Most things are clearly linked to the contracts themselves with descriptions. Waste is a broad term and things like DEI or many more definitely fall into that category. Imagine spending billions of dollars on your HR department for the specific purposes of DEI without any tangible return on the investment. Its definitely wasteful and at most corruption. Discretionary funds for things like 'payroll' were being used to fund a very specific political ideology that aligned with one political party and congress did not authorize the use in that manner, which is why they were able to cut it so easily.
Sorry, too many blatant lies from Elon and co, I don't trust anything on their bullshit site.
lol, this is relevant: https://www.techdirt.com/2026/02/19/doge-bros-grant-review-p...
DOGE Bro’s Grant Review Process Was Literally Just Asking ChatGPT ‘Is This DEI?’
Fuck these unserious clowns.
The article refers to the DOGE employees as "bros" and "chucklefucks" throughout and says things like "as far as i can tell" when describing their history. This is clearly biased and not a real article - more like a forum post from a 4channer.

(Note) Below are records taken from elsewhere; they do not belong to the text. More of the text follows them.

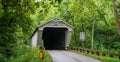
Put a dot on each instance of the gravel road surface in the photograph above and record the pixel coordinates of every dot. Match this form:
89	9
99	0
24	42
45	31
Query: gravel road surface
66	56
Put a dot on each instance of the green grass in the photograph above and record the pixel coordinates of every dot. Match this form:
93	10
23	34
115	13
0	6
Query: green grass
47	57
103	58
28	54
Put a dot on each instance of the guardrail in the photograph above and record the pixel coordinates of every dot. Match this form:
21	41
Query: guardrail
97	52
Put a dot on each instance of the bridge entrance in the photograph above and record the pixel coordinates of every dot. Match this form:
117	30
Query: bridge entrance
54	34
54	38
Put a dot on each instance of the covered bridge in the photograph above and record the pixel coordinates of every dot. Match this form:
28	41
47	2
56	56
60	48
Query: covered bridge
54	34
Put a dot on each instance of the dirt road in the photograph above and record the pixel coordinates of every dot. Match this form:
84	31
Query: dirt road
66	56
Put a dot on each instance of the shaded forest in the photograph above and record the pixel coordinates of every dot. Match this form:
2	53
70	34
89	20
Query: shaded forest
99	19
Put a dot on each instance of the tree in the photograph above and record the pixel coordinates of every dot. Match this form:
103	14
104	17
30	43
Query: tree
116	15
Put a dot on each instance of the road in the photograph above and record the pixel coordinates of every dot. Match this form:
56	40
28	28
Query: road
66	56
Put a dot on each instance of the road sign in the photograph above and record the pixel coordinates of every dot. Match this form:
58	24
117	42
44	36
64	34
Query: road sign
41	55
82	36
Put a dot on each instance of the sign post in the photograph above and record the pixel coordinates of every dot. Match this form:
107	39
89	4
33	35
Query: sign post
82	38
41	55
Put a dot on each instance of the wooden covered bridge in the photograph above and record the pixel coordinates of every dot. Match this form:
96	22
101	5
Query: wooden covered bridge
54	34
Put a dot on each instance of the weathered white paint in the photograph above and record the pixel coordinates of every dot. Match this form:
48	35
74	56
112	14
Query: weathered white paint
34	39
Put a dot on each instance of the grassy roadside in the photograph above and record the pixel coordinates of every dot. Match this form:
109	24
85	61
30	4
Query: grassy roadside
103	58
47	57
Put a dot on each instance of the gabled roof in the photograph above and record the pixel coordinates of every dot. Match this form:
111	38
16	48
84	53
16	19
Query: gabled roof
53	19
56	19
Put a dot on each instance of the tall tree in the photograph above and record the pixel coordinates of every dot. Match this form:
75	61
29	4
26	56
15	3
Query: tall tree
116	15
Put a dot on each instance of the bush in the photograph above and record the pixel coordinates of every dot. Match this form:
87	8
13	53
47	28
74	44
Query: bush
24	53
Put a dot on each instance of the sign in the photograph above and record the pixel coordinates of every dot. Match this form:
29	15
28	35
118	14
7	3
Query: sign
41	55
82	36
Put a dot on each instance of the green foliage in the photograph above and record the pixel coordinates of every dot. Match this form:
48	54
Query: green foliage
24	53
18	19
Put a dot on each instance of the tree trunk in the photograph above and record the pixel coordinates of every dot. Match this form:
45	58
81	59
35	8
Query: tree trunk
116	15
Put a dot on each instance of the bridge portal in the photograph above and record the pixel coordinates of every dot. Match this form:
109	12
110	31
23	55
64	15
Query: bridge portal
53	35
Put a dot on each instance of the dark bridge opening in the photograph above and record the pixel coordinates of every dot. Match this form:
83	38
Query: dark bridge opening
54	38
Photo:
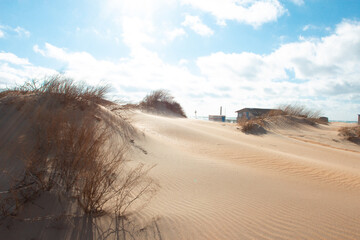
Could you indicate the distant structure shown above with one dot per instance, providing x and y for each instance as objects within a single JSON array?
[
  {"x": 249, "y": 113},
  {"x": 218, "y": 118},
  {"x": 324, "y": 119}
]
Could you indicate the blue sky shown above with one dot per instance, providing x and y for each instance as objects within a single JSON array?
[{"x": 208, "y": 53}]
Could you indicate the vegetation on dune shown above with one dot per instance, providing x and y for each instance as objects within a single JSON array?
[
  {"x": 351, "y": 133},
  {"x": 286, "y": 114},
  {"x": 161, "y": 102},
  {"x": 73, "y": 153}
]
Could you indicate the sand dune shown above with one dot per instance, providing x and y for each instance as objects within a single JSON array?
[{"x": 219, "y": 183}]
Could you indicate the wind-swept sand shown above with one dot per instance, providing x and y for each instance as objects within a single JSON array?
[
  {"x": 219, "y": 183},
  {"x": 295, "y": 182}
]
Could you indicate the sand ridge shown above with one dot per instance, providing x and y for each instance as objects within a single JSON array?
[{"x": 218, "y": 183}]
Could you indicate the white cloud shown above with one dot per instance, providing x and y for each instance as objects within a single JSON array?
[
  {"x": 252, "y": 12},
  {"x": 328, "y": 67},
  {"x": 15, "y": 70},
  {"x": 195, "y": 23},
  {"x": 22, "y": 32},
  {"x": 19, "y": 31},
  {"x": 298, "y": 2},
  {"x": 12, "y": 58},
  {"x": 131, "y": 78},
  {"x": 177, "y": 32}
]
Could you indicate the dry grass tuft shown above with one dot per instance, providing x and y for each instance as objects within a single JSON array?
[
  {"x": 298, "y": 111},
  {"x": 351, "y": 133},
  {"x": 161, "y": 102},
  {"x": 61, "y": 87},
  {"x": 253, "y": 126},
  {"x": 73, "y": 154}
]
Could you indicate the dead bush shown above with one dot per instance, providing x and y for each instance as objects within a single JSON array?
[
  {"x": 64, "y": 88},
  {"x": 73, "y": 154},
  {"x": 350, "y": 133},
  {"x": 253, "y": 125},
  {"x": 160, "y": 101},
  {"x": 299, "y": 111}
]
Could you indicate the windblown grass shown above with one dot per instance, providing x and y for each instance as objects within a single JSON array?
[
  {"x": 285, "y": 115},
  {"x": 61, "y": 87},
  {"x": 351, "y": 133},
  {"x": 161, "y": 102},
  {"x": 73, "y": 152}
]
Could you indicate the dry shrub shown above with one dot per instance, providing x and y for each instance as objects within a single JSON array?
[
  {"x": 61, "y": 87},
  {"x": 350, "y": 133},
  {"x": 299, "y": 111},
  {"x": 253, "y": 125},
  {"x": 73, "y": 155},
  {"x": 160, "y": 101}
]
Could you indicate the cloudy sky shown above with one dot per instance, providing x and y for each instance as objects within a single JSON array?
[{"x": 208, "y": 53}]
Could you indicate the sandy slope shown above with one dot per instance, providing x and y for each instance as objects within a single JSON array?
[{"x": 219, "y": 183}]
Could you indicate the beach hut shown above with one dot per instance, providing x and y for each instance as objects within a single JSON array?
[{"x": 217, "y": 118}]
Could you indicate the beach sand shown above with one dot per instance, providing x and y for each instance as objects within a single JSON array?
[{"x": 217, "y": 182}]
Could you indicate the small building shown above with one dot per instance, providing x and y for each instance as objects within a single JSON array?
[
  {"x": 248, "y": 113},
  {"x": 217, "y": 118}
]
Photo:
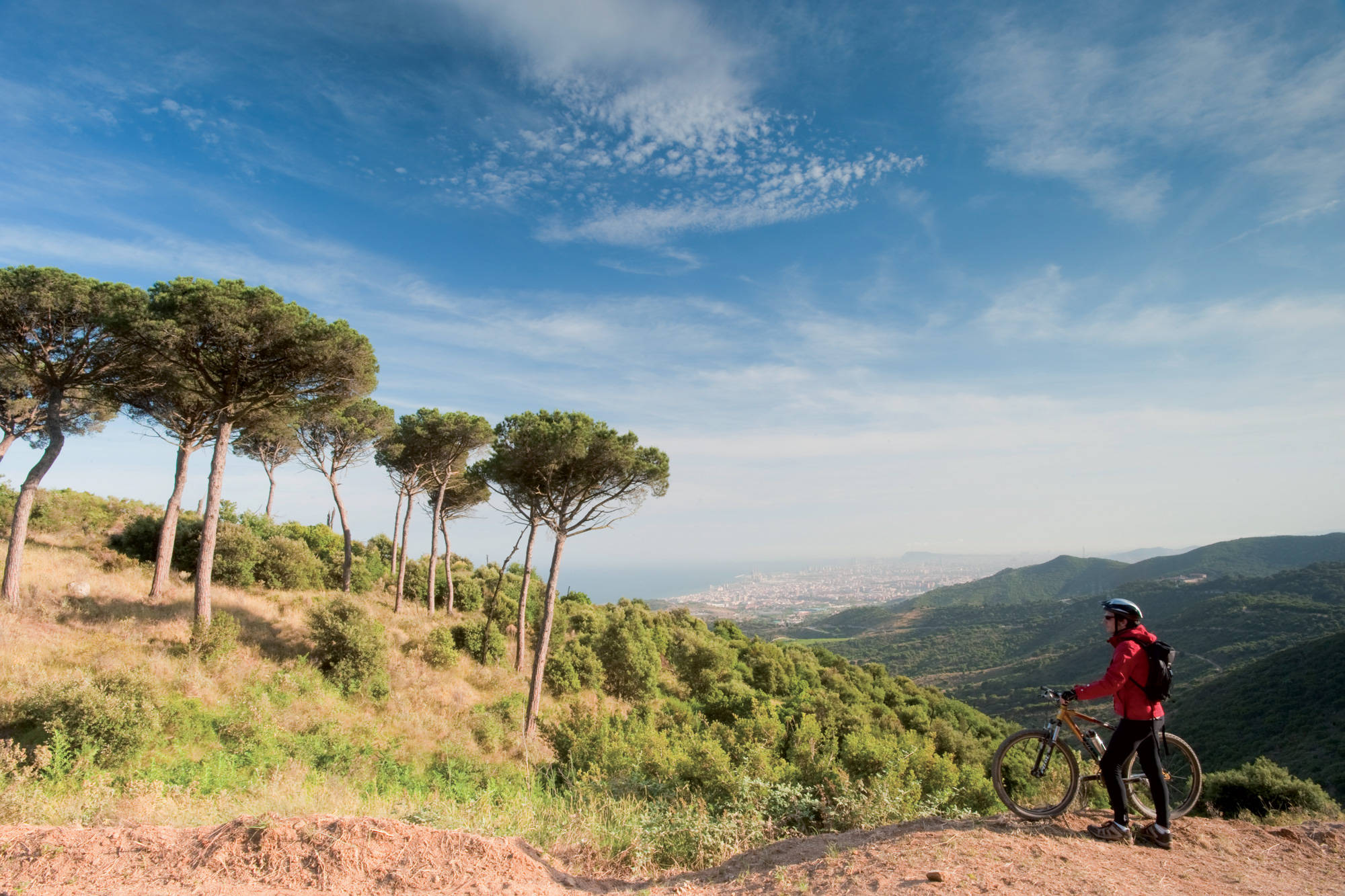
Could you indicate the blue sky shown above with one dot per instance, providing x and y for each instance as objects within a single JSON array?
[{"x": 879, "y": 278}]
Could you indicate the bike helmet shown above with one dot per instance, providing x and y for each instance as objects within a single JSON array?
[{"x": 1120, "y": 607}]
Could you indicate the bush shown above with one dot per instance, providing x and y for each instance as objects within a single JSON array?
[
  {"x": 217, "y": 639},
  {"x": 1262, "y": 787},
  {"x": 469, "y": 637},
  {"x": 289, "y": 563},
  {"x": 237, "y": 551},
  {"x": 112, "y": 715},
  {"x": 440, "y": 647},
  {"x": 352, "y": 649},
  {"x": 572, "y": 667}
]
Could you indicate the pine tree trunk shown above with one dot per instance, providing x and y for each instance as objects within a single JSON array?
[
  {"x": 401, "y": 573},
  {"x": 29, "y": 494},
  {"x": 169, "y": 530},
  {"x": 345, "y": 529},
  {"x": 523, "y": 596},
  {"x": 449, "y": 564},
  {"x": 210, "y": 529},
  {"x": 397, "y": 518},
  {"x": 434, "y": 540},
  {"x": 544, "y": 642},
  {"x": 271, "y": 493}
]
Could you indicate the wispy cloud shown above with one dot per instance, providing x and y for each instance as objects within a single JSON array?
[
  {"x": 1118, "y": 119},
  {"x": 653, "y": 130}
]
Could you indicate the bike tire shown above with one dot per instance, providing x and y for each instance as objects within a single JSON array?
[
  {"x": 1184, "y": 775},
  {"x": 1020, "y": 791}
]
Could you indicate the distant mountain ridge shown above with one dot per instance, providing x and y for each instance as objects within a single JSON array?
[{"x": 1066, "y": 576}]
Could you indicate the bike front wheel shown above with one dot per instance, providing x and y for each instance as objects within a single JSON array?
[
  {"x": 1182, "y": 768},
  {"x": 1035, "y": 776}
]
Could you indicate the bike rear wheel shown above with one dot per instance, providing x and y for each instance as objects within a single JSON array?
[
  {"x": 1035, "y": 795},
  {"x": 1182, "y": 768}
]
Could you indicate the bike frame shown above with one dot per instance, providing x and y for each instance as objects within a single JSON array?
[{"x": 1066, "y": 717}]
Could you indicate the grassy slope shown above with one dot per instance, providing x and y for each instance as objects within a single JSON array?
[{"x": 1289, "y": 706}]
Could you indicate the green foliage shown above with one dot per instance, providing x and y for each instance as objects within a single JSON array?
[
  {"x": 440, "y": 647},
  {"x": 1262, "y": 787},
  {"x": 110, "y": 715},
  {"x": 350, "y": 647},
  {"x": 629, "y": 653},
  {"x": 467, "y": 637},
  {"x": 572, "y": 667},
  {"x": 1288, "y": 706},
  {"x": 782, "y": 737},
  {"x": 216, "y": 641},
  {"x": 237, "y": 551},
  {"x": 139, "y": 540}
]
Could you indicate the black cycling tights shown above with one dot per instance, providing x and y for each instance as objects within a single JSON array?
[{"x": 1136, "y": 736}]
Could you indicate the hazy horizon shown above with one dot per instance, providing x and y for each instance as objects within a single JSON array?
[{"x": 878, "y": 278}]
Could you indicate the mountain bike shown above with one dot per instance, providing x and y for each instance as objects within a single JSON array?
[{"x": 1038, "y": 776}]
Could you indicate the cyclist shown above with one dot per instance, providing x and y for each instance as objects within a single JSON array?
[{"x": 1137, "y": 732}]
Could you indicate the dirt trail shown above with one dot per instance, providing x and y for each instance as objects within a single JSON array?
[{"x": 376, "y": 856}]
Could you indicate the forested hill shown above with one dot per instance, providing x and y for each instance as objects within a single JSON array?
[
  {"x": 1289, "y": 706},
  {"x": 1067, "y": 576}
]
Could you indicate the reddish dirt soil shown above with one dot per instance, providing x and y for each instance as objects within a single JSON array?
[{"x": 377, "y": 856}]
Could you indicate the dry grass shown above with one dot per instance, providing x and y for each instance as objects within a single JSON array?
[{"x": 431, "y": 712}]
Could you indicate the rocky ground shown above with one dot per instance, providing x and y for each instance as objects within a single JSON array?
[{"x": 379, "y": 856}]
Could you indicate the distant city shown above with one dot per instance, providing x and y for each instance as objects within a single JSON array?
[{"x": 792, "y": 599}]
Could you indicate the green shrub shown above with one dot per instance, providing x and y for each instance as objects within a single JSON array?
[
  {"x": 467, "y": 637},
  {"x": 572, "y": 667},
  {"x": 139, "y": 540},
  {"x": 217, "y": 639},
  {"x": 289, "y": 564},
  {"x": 629, "y": 654},
  {"x": 237, "y": 551},
  {"x": 467, "y": 592},
  {"x": 350, "y": 647},
  {"x": 1262, "y": 787},
  {"x": 112, "y": 715},
  {"x": 440, "y": 647}
]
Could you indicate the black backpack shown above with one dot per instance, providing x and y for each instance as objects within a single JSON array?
[{"x": 1161, "y": 655}]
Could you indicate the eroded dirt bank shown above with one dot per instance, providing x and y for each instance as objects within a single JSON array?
[{"x": 379, "y": 856}]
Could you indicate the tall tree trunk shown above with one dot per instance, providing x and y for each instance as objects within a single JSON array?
[
  {"x": 29, "y": 494},
  {"x": 210, "y": 528},
  {"x": 544, "y": 642},
  {"x": 397, "y": 518},
  {"x": 345, "y": 530},
  {"x": 523, "y": 596},
  {"x": 271, "y": 493},
  {"x": 169, "y": 530},
  {"x": 449, "y": 563},
  {"x": 434, "y": 538},
  {"x": 494, "y": 598},
  {"x": 401, "y": 573}
]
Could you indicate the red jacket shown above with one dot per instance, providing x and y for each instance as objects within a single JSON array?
[{"x": 1126, "y": 677}]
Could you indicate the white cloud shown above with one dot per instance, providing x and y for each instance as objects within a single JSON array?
[
  {"x": 654, "y": 131},
  {"x": 1116, "y": 119}
]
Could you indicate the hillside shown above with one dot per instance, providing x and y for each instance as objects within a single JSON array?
[
  {"x": 361, "y": 856},
  {"x": 305, "y": 701},
  {"x": 1289, "y": 706},
  {"x": 996, "y": 657},
  {"x": 1070, "y": 576}
]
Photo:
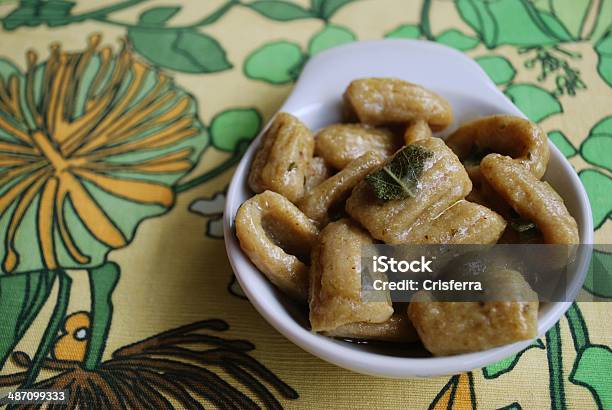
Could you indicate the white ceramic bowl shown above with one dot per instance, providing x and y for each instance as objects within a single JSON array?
[{"x": 316, "y": 100}]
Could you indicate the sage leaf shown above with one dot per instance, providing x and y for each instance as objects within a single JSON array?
[{"x": 399, "y": 177}]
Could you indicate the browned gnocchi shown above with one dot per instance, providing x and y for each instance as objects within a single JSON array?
[
  {"x": 335, "y": 280},
  {"x": 317, "y": 203},
  {"x": 320, "y": 200},
  {"x": 281, "y": 163},
  {"x": 339, "y": 144},
  {"x": 447, "y": 328},
  {"x": 531, "y": 198},
  {"x": 379, "y": 101},
  {"x": 442, "y": 183},
  {"x": 266, "y": 225}
]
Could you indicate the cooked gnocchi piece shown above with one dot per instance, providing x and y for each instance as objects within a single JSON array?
[
  {"x": 272, "y": 231},
  {"x": 417, "y": 130},
  {"x": 531, "y": 198},
  {"x": 317, "y": 172},
  {"x": 442, "y": 183},
  {"x": 462, "y": 223},
  {"x": 379, "y": 101},
  {"x": 281, "y": 163},
  {"x": 401, "y": 185},
  {"x": 447, "y": 328},
  {"x": 516, "y": 137},
  {"x": 335, "y": 280},
  {"x": 317, "y": 203},
  {"x": 397, "y": 329},
  {"x": 339, "y": 144}
]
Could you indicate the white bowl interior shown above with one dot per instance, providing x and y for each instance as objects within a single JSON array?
[{"x": 316, "y": 100}]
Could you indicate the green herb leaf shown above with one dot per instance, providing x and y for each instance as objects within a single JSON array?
[
  {"x": 475, "y": 156},
  {"x": 521, "y": 224},
  {"x": 398, "y": 178}
]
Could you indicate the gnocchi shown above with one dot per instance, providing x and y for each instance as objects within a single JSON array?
[
  {"x": 339, "y": 144},
  {"x": 378, "y": 101},
  {"x": 335, "y": 280},
  {"x": 264, "y": 225},
  {"x": 321, "y": 198},
  {"x": 443, "y": 182},
  {"x": 281, "y": 163}
]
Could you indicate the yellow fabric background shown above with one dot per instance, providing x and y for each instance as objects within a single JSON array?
[{"x": 172, "y": 274}]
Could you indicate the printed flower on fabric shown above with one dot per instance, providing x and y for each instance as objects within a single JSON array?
[{"x": 90, "y": 145}]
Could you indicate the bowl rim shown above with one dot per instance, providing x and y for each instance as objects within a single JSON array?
[{"x": 338, "y": 352}]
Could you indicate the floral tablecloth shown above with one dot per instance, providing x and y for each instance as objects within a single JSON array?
[{"x": 120, "y": 124}]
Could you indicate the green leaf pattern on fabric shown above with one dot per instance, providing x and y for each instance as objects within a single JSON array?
[
  {"x": 498, "y": 68},
  {"x": 537, "y": 103}
]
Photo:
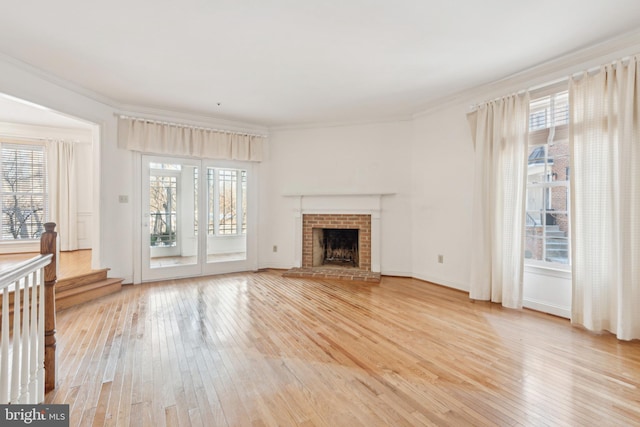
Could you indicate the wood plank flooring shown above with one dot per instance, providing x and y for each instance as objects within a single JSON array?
[{"x": 257, "y": 349}]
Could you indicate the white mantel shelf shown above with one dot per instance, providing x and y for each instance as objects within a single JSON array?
[{"x": 336, "y": 194}]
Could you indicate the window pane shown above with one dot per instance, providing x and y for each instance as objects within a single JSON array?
[
  {"x": 548, "y": 172},
  {"x": 533, "y": 248},
  {"x": 22, "y": 216},
  {"x": 23, "y": 187}
]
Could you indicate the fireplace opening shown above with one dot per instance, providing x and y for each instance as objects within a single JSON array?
[{"x": 337, "y": 247}]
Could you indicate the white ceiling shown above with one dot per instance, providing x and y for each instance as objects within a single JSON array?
[{"x": 281, "y": 62}]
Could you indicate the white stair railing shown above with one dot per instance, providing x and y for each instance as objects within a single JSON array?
[{"x": 22, "y": 332}]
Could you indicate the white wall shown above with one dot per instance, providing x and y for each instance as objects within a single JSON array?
[
  {"x": 442, "y": 172},
  {"x": 84, "y": 170},
  {"x": 365, "y": 158}
]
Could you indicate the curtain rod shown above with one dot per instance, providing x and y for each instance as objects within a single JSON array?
[{"x": 182, "y": 125}]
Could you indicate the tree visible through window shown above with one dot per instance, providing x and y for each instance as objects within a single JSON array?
[{"x": 23, "y": 191}]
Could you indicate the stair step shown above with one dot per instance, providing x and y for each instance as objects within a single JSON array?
[
  {"x": 81, "y": 280},
  {"x": 87, "y": 292}
]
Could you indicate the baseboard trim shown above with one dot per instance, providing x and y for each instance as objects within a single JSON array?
[{"x": 545, "y": 307}]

You might consider sharing this in the fednews subreddit. Awesome project
I think it is really important from time to time to shed partisan tendencies and critically review policy initiatives and form a somewhat subjective overpromise/underdeliver judgement (also looking at where, why and how they succeeded or failed).
To me, the whole Doge initiative scores quite poorly in this regard: Initial promises appear not realistic (or even worse: deceptive), while the (preliminary) results are lackluster, too.
My impression is that the vast majority of "savings" was never achieved by promised efficiency gains or elimination of pure waste, but instead simply by cutting projects, i.e. slashing some form of public service or benefit in order to save tax money. Which is obviously inferior.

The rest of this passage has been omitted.